Two-and-a-half months since my last post?
Frankly, I was burned out. It was so bad, the warning light on my fuel gauge of creativity had burned out, and no amount of tapping on the glass was moving the needle off that big red E. I was out of ideas. Every scenario that meandered through my brain had all the charm of an old can of beans, expiration date long past, bulging ominously at both ends.
Opening the can did not enhance its appeal.
I’m speaking in past tense here, though I can’t say with any certainty that I have, in fact, recharged my batteries, refilled the tank, and am ready to resume motoring along the sparkling superhighway of imagination toward a rose-streaked horizon radiant with unlimited possibilities. It’s quite likely I’ve not bottomed-out yet. What I could really use is a new vision.
I think writers, particularly those who favor speculative genres, need a distinctive vision. Science fiction is all about evoking an image of what the world might become a thousand years…or a few seconds…down the road. If you can’t see that world, your readers never will. It hasn’t helped that the collective vision of the science fiction and fantasy community has been on a serious downer for a good long while.
It was a lot like this in the ’70s, and I hated it just as much then. Everybody’s poleaxed by the End of Days. We’ve got nuclear apocalypse, climate apocalypse, terror apocalypse, epidemic apocalypse, cyber apocalypse, zombie apocalypse, and most of it is heavily seasoned with perhaps the ultimate fear, political apocalypse—liberal or conservative, choose your poison, sir or madam, and drink deep of a future in which your bloodsworn enemies are running what’s left of the world, as if zombies weren’t bad enough.
(Update, 22 Nov: If you think “political apocalypse” isn’t a thing, read this.)
“Where there is no vision, the people perish,” but it seems lately our dreamers are offering nothing but visions in which everybody perishes, or wishes they had. Even fantasy is dark and gloomy…”winter is coming,” and we’ve all been invited to the Red Wedding. Mark your calendars. Christian writers, I’m talking to you, too. We’ve turned the Blessed Hope into a monster movie because we think we can literally scare the hell out of a lost world. Shame on us.
We’re obsessed with futures nobody would choose to live in. Jeremiads are all good and well, and yes, our smug satisfaction needs the occasional cautionary size-12 brogan to the derrière, but “We’re Doomed” isn’t the message I want to leave my children and grandchildren. It’s a vampire lie that drains the hope and purpose from our souls, leaving behind a withered husk of misery. That’s no vision. It’s a curse.

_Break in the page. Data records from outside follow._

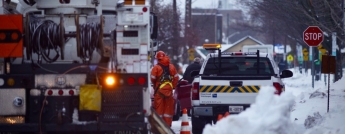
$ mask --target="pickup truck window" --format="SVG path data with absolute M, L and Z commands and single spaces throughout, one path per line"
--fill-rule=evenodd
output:
M 222 57 L 221 68 L 218 63 L 218 57 L 209 58 L 203 75 L 275 75 L 267 57 L 260 57 L 259 63 L 257 63 L 257 57 Z M 257 69 L 259 69 L 259 73 Z

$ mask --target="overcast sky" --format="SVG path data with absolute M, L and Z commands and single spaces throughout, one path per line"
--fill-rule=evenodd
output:
M 173 0 L 163 0 L 164 3 L 169 4 L 172 3 Z M 214 9 L 218 7 L 219 0 L 191 0 L 192 1 L 192 8 L 208 8 Z M 236 4 L 237 0 L 228 0 L 229 3 L 232 3 L 234 6 L 233 8 L 239 8 L 238 4 Z M 178 8 L 180 8 L 182 15 L 184 16 L 185 13 L 185 3 L 186 0 L 176 0 Z
M 173 0 L 163 0 L 165 3 L 172 3 Z M 218 0 L 191 0 L 192 8 L 216 8 L 218 6 Z M 177 6 L 180 8 L 185 7 L 186 0 L 176 0 Z

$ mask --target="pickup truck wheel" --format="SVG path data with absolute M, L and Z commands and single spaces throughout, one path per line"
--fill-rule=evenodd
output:
M 188 110 L 187 110 L 187 115 L 188 115 L 188 116 L 191 116 L 191 115 L 192 115 L 192 110 L 191 110 L 191 109 L 188 109 Z
M 177 101 L 175 104 L 175 114 L 173 116 L 173 121 L 178 121 L 180 119 L 180 113 L 181 113 L 181 105 L 180 105 L 180 101 Z
M 212 120 L 196 118 L 192 115 L 192 133 L 193 134 L 202 134 L 206 124 L 212 124 Z

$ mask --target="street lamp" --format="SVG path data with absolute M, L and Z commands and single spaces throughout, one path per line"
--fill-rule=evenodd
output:
M 229 38 L 230 38 L 230 37 L 232 37 L 232 36 L 234 36 L 234 35 L 236 35 L 236 34 L 239 34 L 239 33 L 240 33 L 240 32 L 237 31 L 237 32 L 235 32 L 235 33 L 230 34 L 228 37 L 226 37 L 226 44 L 229 44 Z

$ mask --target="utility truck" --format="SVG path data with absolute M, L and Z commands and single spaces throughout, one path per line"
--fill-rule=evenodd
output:
M 151 108 L 145 0 L 0 0 L 0 133 L 173 133 Z

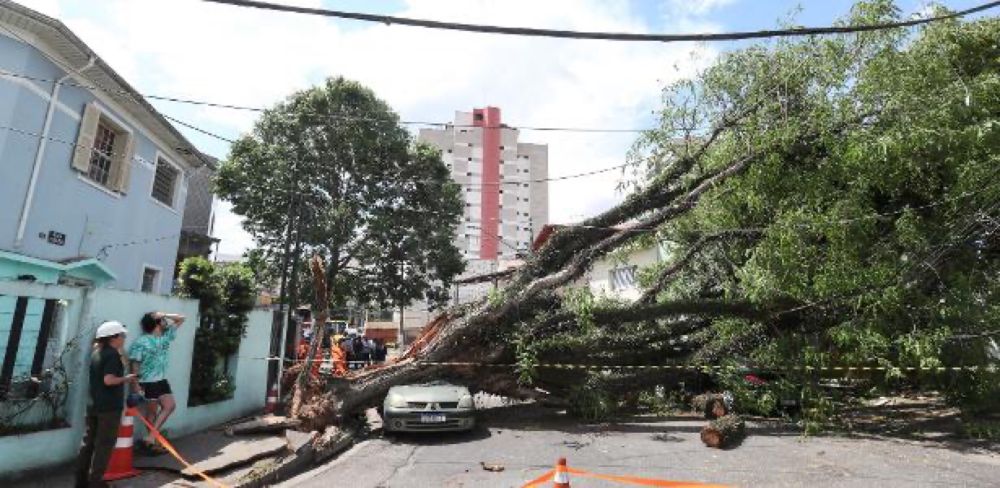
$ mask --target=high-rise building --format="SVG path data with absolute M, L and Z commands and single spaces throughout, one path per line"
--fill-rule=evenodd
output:
M 465 212 L 455 239 L 467 260 L 527 253 L 549 222 L 548 146 L 518 142 L 519 135 L 497 107 L 455 112 L 454 124 L 420 130 L 461 185 Z

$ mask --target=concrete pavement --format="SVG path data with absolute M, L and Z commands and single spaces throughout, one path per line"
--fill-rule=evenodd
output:
M 733 486 L 887 487 L 1000 484 L 1000 454 L 876 438 L 808 437 L 753 425 L 742 445 L 704 447 L 703 420 L 579 425 L 534 406 L 488 410 L 468 434 L 373 439 L 281 486 L 516 487 L 559 456 L 591 472 Z M 484 471 L 481 462 L 501 464 Z M 573 486 L 614 486 L 573 478 Z M 621 486 L 621 485 L 619 485 Z

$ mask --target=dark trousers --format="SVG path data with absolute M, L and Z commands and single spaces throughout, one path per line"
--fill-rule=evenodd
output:
M 122 413 L 87 412 L 86 429 L 76 458 L 76 488 L 108 486 L 102 478 L 118 440 Z

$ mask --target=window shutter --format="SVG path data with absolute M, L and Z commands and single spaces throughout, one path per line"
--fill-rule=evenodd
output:
M 112 171 L 115 172 L 114 189 L 121 193 L 128 193 L 129 175 L 132 171 L 132 156 L 135 153 L 135 135 L 122 134 L 124 143 L 122 150 L 115 154 L 115 164 Z
M 83 109 L 83 120 L 80 121 L 80 134 L 76 137 L 73 149 L 73 169 L 86 173 L 90 171 L 90 155 L 94 149 L 94 137 L 97 135 L 97 123 L 101 112 L 93 102 Z

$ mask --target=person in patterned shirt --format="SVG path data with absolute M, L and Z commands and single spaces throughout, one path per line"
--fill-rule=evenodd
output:
M 142 316 L 143 335 L 128 350 L 132 372 L 139 378 L 133 389 L 148 400 L 145 417 L 156 430 L 163 428 L 163 424 L 177 408 L 170 383 L 167 382 L 167 369 L 170 365 L 170 343 L 177 335 L 177 328 L 183 323 L 183 315 L 149 312 Z M 150 432 L 146 433 L 144 444 L 150 450 L 161 452 Z

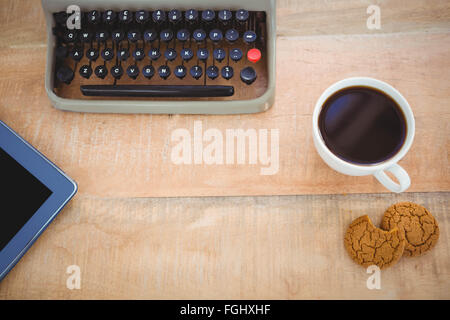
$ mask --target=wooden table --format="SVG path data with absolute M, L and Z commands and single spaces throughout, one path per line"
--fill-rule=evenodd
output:
M 291 59 L 301 64 L 309 70 L 303 81 L 310 90 L 298 92 L 290 85 L 290 74 L 279 75 L 276 105 L 255 118 L 57 111 L 43 90 L 46 40 L 40 1 L 32 5 L 29 0 L 0 3 L 0 119 L 81 181 L 79 194 L 0 283 L 1 299 L 450 298 L 448 1 L 380 2 L 381 30 L 366 27 L 369 1 L 278 1 L 278 70 L 289 70 Z M 414 153 L 404 162 L 414 178 L 412 190 L 421 192 L 383 194 L 372 178 L 335 175 L 317 160 L 312 148 L 310 153 L 307 149 L 312 158 L 299 154 L 293 160 L 318 166 L 310 173 L 326 172 L 320 180 L 324 191 L 308 187 L 295 174 L 294 182 L 289 182 L 289 170 L 297 168 L 296 161 L 282 162 L 281 178 L 275 175 L 264 181 L 265 188 L 258 189 L 256 183 L 241 188 L 241 181 L 227 177 L 233 172 L 245 175 L 245 168 L 227 168 L 219 169 L 223 170 L 223 182 L 219 179 L 217 185 L 204 189 L 193 184 L 191 191 L 186 191 L 186 186 L 171 189 L 173 182 L 148 191 L 139 182 L 129 184 L 126 177 L 121 186 L 120 176 L 111 171 L 110 163 L 103 162 L 117 155 L 116 150 L 125 150 L 119 160 L 112 159 L 114 165 L 123 168 L 133 162 L 142 167 L 141 156 L 145 155 L 155 162 L 149 164 L 150 177 L 154 169 L 158 174 L 170 174 L 164 158 L 167 150 L 158 139 L 170 138 L 161 128 L 174 121 L 222 123 L 220 128 L 242 122 L 259 128 L 261 121 L 282 111 L 281 123 L 296 126 L 296 138 L 310 141 L 309 136 L 301 136 L 301 132 L 309 132 L 301 125 L 313 107 L 310 101 L 334 77 L 361 71 L 359 64 L 364 58 L 352 54 L 357 50 L 374 56 L 382 53 L 369 73 L 387 77 L 408 94 L 414 106 L 427 107 L 415 112 L 422 128 L 429 130 L 423 130 Z M 346 54 L 349 58 L 343 59 Z M 355 59 L 360 59 L 359 64 Z M 327 78 L 320 66 L 330 61 L 337 67 Z M 404 63 L 399 71 L 397 63 Z M 417 67 L 420 63 L 425 65 Z M 385 66 L 391 69 L 385 70 Z M 321 73 L 314 74 L 314 70 Z M 415 86 L 422 90 L 414 92 Z M 290 112 L 289 102 L 296 101 L 303 102 L 305 109 Z M 153 140 L 141 135 L 136 144 L 113 143 L 115 138 L 120 142 L 130 138 L 120 137 L 115 125 L 146 129 L 147 121 L 160 130 L 153 132 Z M 430 150 L 433 152 L 427 153 Z M 215 168 L 192 177 L 201 180 L 212 170 Z M 137 173 L 132 168 L 125 171 Z M 174 174 L 187 180 L 183 170 Z M 355 183 L 360 183 L 357 186 L 364 192 L 376 193 L 343 194 L 355 192 L 348 187 Z M 327 189 L 330 185 L 331 190 Z M 296 195 L 305 193 L 336 195 Z M 212 197 L 221 194 L 234 197 Z M 369 275 L 347 256 L 343 234 L 347 225 L 363 214 L 379 223 L 384 210 L 397 201 L 426 206 L 440 224 L 441 237 L 423 257 L 404 258 L 383 271 L 381 290 L 368 290 Z M 66 287 L 70 265 L 81 269 L 80 290 Z

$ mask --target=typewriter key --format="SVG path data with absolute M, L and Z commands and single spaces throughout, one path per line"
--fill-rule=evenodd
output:
M 227 39 L 228 42 L 233 43 L 239 39 L 239 32 L 236 29 L 229 29 L 225 33 L 225 39 Z
M 211 80 L 216 79 L 219 76 L 219 68 L 217 68 L 216 66 L 209 66 L 206 69 L 206 75 L 208 76 L 208 78 L 210 78 Z
M 202 21 L 206 23 L 212 22 L 216 18 L 216 13 L 213 10 L 202 11 Z
M 182 49 L 180 55 L 184 61 L 189 61 L 194 57 L 194 53 L 189 48 Z
M 106 69 L 104 65 L 100 65 L 95 68 L 94 73 L 97 78 L 105 79 L 105 77 L 108 75 L 108 69 Z
M 178 23 L 181 21 L 182 14 L 180 10 L 170 10 L 169 11 L 169 21 L 172 23 Z
M 117 13 L 113 10 L 106 10 L 103 12 L 103 22 L 106 24 L 113 24 L 116 22 Z
M 122 48 L 117 53 L 117 56 L 121 61 L 127 61 L 128 57 L 130 56 L 130 52 L 128 51 L 127 48 Z
M 241 80 L 250 85 L 256 80 L 256 71 L 252 67 L 247 67 L 241 70 Z
M 133 13 L 130 10 L 119 12 L 119 21 L 123 24 L 129 24 L 133 20 Z
M 142 48 L 136 48 L 136 49 L 134 49 L 134 51 L 133 51 L 133 58 L 134 58 L 136 61 L 141 61 L 142 59 L 144 59 L 144 58 L 145 58 L 145 52 L 144 52 L 144 49 L 142 49 Z
M 152 19 L 154 23 L 163 23 L 166 21 L 166 12 L 164 10 L 153 11 Z
M 139 68 L 137 65 L 132 65 L 127 68 L 127 75 L 133 80 L 139 76 Z
M 59 81 L 65 84 L 70 84 L 73 80 L 74 73 L 72 69 L 70 69 L 69 67 L 62 66 L 56 72 L 56 77 L 58 78 Z
M 123 75 L 123 69 L 121 66 L 114 66 L 111 68 L 111 75 L 114 77 L 114 79 L 118 80 Z
M 98 59 L 98 50 L 94 48 L 87 49 L 86 57 L 89 59 L 89 61 L 96 61 Z
M 161 66 L 158 69 L 158 74 L 161 77 L 161 79 L 166 80 L 170 76 L 170 68 L 169 66 Z
M 139 10 L 136 12 L 135 20 L 137 23 L 144 24 L 150 18 L 150 13 L 146 10 Z
M 105 61 L 110 61 L 114 58 L 114 51 L 111 48 L 105 48 L 102 50 L 102 58 Z
M 80 68 L 80 76 L 85 79 L 89 79 L 92 75 L 92 68 L 88 65 L 84 65 Z
M 203 75 L 203 69 L 200 66 L 193 66 L 190 73 L 192 78 L 198 80 Z
M 151 79 L 155 75 L 155 68 L 153 68 L 153 66 L 151 66 L 151 65 L 145 66 L 142 69 L 142 74 L 147 79 Z
M 189 23 L 194 23 L 198 20 L 198 11 L 194 9 L 187 10 L 184 18 Z
M 186 67 L 185 66 L 176 67 L 174 74 L 177 78 L 183 79 L 184 77 L 186 77 Z
M 233 67 L 225 66 L 222 68 L 222 78 L 230 80 L 234 76 Z
M 250 16 L 250 14 L 247 10 L 240 9 L 240 10 L 236 11 L 236 20 L 240 23 L 247 22 L 249 16 Z

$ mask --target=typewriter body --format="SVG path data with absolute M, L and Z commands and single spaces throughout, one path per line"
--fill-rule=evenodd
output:
M 275 0 L 42 4 L 45 87 L 58 109 L 241 114 L 274 102 Z

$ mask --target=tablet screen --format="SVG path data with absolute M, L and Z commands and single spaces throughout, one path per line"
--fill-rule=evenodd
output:
M 0 251 L 52 191 L 0 148 Z

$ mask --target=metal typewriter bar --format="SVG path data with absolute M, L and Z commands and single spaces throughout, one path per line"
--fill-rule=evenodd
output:
M 85 85 L 81 92 L 90 97 L 208 98 L 230 97 L 232 86 Z

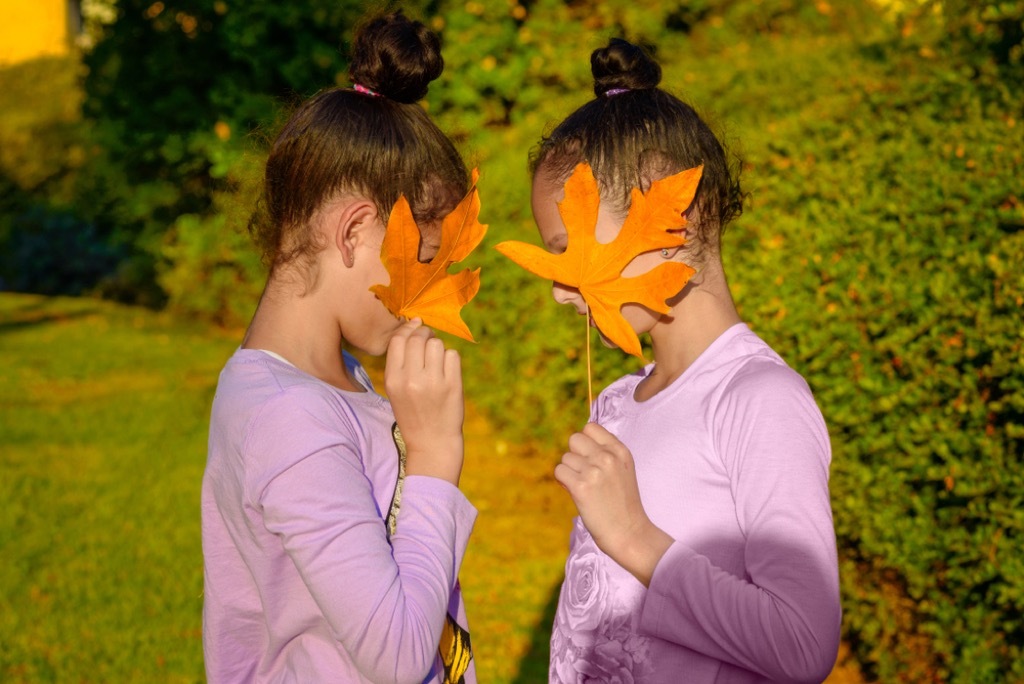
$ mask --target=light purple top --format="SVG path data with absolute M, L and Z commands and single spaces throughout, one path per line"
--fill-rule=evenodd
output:
M 389 543 L 393 423 L 373 391 L 257 350 L 228 361 L 202 491 L 211 684 L 441 681 L 446 613 L 466 626 L 457 575 L 476 510 L 448 482 L 409 476 Z
M 839 645 L 828 432 L 810 389 L 744 324 L 644 402 L 652 366 L 593 419 L 629 448 L 644 509 L 675 539 L 649 589 L 576 519 L 552 682 L 820 682 Z

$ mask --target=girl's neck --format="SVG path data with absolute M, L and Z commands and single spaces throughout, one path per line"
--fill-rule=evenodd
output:
M 299 370 L 339 389 L 364 391 L 345 366 L 341 329 L 325 310 L 319 293 L 302 294 L 295 284 L 271 276 L 242 347 L 279 354 Z
M 654 368 L 637 387 L 637 401 L 650 399 L 665 389 L 726 330 L 742 322 L 725 272 L 711 264 L 686 286 L 672 311 L 651 330 Z

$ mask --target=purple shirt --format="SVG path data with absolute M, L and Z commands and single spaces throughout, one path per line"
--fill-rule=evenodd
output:
M 744 324 L 670 386 L 619 379 L 593 419 L 633 454 L 644 509 L 675 543 L 649 589 L 576 519 L 552 682 L 820 682 L 840 606 L 828 432 L 804 380 Z
M 448 482 L 409 476 L 389 541 L 393 424 L 373 391 L 262 351 L 228 361 L 202 491 L 211 684 L 441 681 L 446 614 L 466 626 L 457 576 L 476 510 Z

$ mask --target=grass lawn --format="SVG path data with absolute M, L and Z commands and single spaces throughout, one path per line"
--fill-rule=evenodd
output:
M 202 681 L 199 483 L 234 341 L 0 296 L 0 679 Z
M 199 487 L 238 340 L 107 302 L 0 294 L 0 680 L 203 680 Z M 472 410 L 466 437 L 480 517 L 461 578 L 479 680 L 543 682 L 574 512 L 551 477 L 559 446 L 528 452 Z

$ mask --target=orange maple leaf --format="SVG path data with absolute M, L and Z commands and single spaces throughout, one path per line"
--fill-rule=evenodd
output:
M 602 244 L 594 235 L 601 202 L 597 181 L 589 165 L 579 164 L 566 181 L 565 197 L 558 203 L 568 237 L 565 251 L 551 254 L 512 241 L 500 243 L 497 249 L 541 278 L 577 288 L 605 337 L 624 352 L 643 358 L 640 339 L 622 317 L 622 305 L 642 304 L 652 311 L 668 313 L 666 300 L 682 290 L 694 270 L 667 261 L 643 275 L 623 278 L 622 269 L 644 252 L 686 243 L 681 235 L 669 231 L 686 225 L 683 212 L 693 201 L 703 170 L 703 166 L 697 166 L 654 181 L 646 193 L 634 188 L 622 229 L 614 240 Z
M 480 289 L 480 269 L 448 273 L 448 267 L 465 259 L 487 232 L 477 220 L 480 197 L 479 177 L 473 169 L 473 185 L 459 205 L 441 222 L 441 246 L 428 263 L 417 259 L 420 230 L 404 195 L 391 210 L 380 260 L 391 276 L 388 285 L 370 288 L 388 311 L 404 318 L 423 320 L 424 325 L 475 342 L 462 320 L 462 307 Z

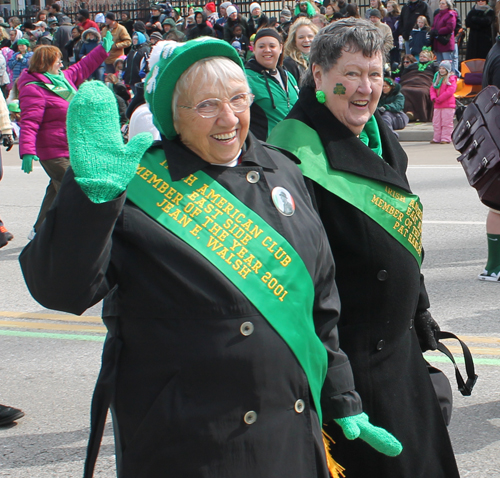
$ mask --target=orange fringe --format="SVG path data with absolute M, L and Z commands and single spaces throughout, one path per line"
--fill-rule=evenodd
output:
M 345 471 L 345 468 L 342 465 L 339 465 L 332 457 L 331 452 L 330 452 L 330 443 L 335 444 L 335 442 L 332 440 L 332 437 L 328 435 L 325 430 L 323 431 L 323 444 L 325 445 L 325 454 L 326 454 L 326 463 L 328 465 L 328 471 L 330 472 L 330 475 L 332 475 L 332 478 L 340 478 L 344 477 L 345 475 L 343 471 Z

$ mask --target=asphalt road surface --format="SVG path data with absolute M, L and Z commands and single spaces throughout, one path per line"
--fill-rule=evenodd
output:
M 476 279 L 486 263 L 487 210 L 468 186 L 452 146 L 403 146 L 410 182 L 424 204 L 423 272 L 431 312 L 443 330 L 469 344 L 479 375 L 472 396 L 462 397 L 448 359 L 426 354 L 454 387 L 449 431 L 461 476 L 500 478 L 500 283 Z M 44 309 L 31 298 L 17 258 L 48 180 L 38 164 L 24 174 L 15 149 L 3 158 L 0 217 L 15 238 L 0 250 L 0 403 L 20 407 L 26 416 L 0 428 L 0 476 L 80 477 L 105 334 L 100 307 L 77 317 Z M 461 357 L 457 344 L 448 344 Z M 95 476 L 115 476 L 109 423 Z

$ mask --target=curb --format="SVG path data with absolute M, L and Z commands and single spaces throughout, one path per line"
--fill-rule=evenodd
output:
M 434 135 L 432 123 L 409 123 L 405 129 L 398 131 L 400 142 L 429 142 Z

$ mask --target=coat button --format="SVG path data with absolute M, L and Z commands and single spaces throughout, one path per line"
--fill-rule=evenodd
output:
M 243 417 L 243 421 L 247 425 L 252 425 L 252 423 L 255 423 L 257 421 L 257 413 L 254 412 L 253 410 L 246 412 L 245 416 Z
M 381 282 L 387 280 L 387 278 L 389 277 L 389 273 L 385 270 L 381 270 L 381 271 L 378 271 L 378 274 L 377 274 L 377 279 Z
M 244 335 L 245 337 L 248 335 L 252 335 L 255 327 L 253 326 L 252 322 L 243 322 L 240 327 L 240 332 L 241 335 Z
M 302 400 L 301 398 L 299 398 L 295 402 L 295 411 L 297 413 L 302 413 L 304 411 L 304 408 L 306 408 L 306 404 L 304 403 L 304 400 Z
M 379 340 L 377 342 L 377 350 L 380 351 L 385 347 L 385 340 Z
M 410 330 L 413 329 L 414 321 L 413 319 L 410 319 Z
M 250 171 L 247 173 L 247 181 L 251 184 L 258 183 L 260 174 L 257 171 Z

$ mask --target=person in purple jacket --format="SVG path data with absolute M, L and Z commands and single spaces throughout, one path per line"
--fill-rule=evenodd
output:
M 32 239 L 40 229 L 69 166 L 66 138 L 68 105 L 78 87 L 107 58 L 112 45 L 113 38 L 108 33 L 101 45 L 64 71 L 61 71 L 61 51 L 54 46 L 39 46 L 31 57 L 29 68 L 19 77 L 19 154 L 23 161 L 22 169 L 29 174 L 33 170 L 33 160 L 40 160 L 50 178 L 28 239 Z
M 440 0 L 439 11 L 434 15 L 432 22 L 431 38 L 432 50 L 436 60 L 451 60 L 455 49 L 455 26 L 457 24 L 457 13 L 453 10 L 451 0 Z

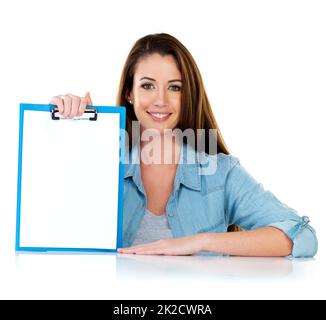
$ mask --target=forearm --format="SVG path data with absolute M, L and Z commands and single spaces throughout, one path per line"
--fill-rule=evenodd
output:
M 251 231 L 204 233 L 202 251 L 235 256 L 284 257 L 292 252 L 292 240 L 274 227 Z

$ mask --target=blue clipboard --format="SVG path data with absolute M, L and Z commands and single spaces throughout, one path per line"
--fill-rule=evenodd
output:
M 16 251 L 122 247 L 125 107 L 20 104 Z

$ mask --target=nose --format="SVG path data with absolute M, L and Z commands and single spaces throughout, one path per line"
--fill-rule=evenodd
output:
M 157 90 L 154 105 L 157 107 L 165 107 L 168 105 L 167 92 L 164 90 L 164 88 Z

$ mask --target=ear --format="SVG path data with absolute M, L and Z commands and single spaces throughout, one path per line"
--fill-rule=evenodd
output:
M 132 92 L 126 92 L 126 99 L 127 99 L 127 101 L 128 101 L 130 104 L 132 104 L 133 101 L 134 101 L 134 95 L 133 95 L 133 93 L 132 93 Z M 131 102 L 130 102 L 130 101 L 131 101 Z

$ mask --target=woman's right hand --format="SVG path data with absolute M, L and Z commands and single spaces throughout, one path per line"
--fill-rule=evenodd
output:
M 93 102 L 89 92 L 85 97 L 74 96 L 70 93 L 66 95 L 54 96 L 50 104 L 56 105 L 59 114 L 64 118 L 81 117 L 85 112 L 86 106 L 92 106 Z

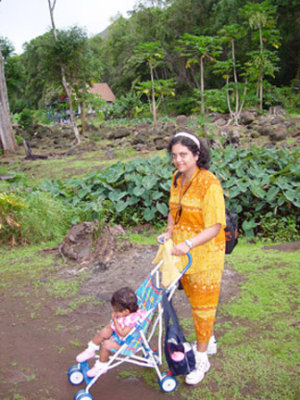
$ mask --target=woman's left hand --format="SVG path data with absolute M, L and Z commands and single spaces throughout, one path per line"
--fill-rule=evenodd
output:
M 171 254 L 173 256 L 184 256 L 186 253 L 189 252 L 189 250 L 189 246 L 186 243 L 182 242 L 173 247 Z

Anyhow, I’m going to slide back behind the wheel and see if my fuel-starved engine will turn over. If it does, I’ll head for the back roads, the ones that wind through scrubby woodlands, past broken-down barns and loose agglomerations of skinny cattle, swaybacked nags, and gap-toothed kids in patched overalls who wave and whistle as you pass by—roads that play tag with the shadows of little mountains nobody bothered to name, patchy asphalt bordered with rickety stands stocked with faded kitsch and greasy cheeseburgers. Maybe I’ll find the vision thing along the way.
Or maybe I’ll just lean my seat back, crank up the radio, and enjoy the drive.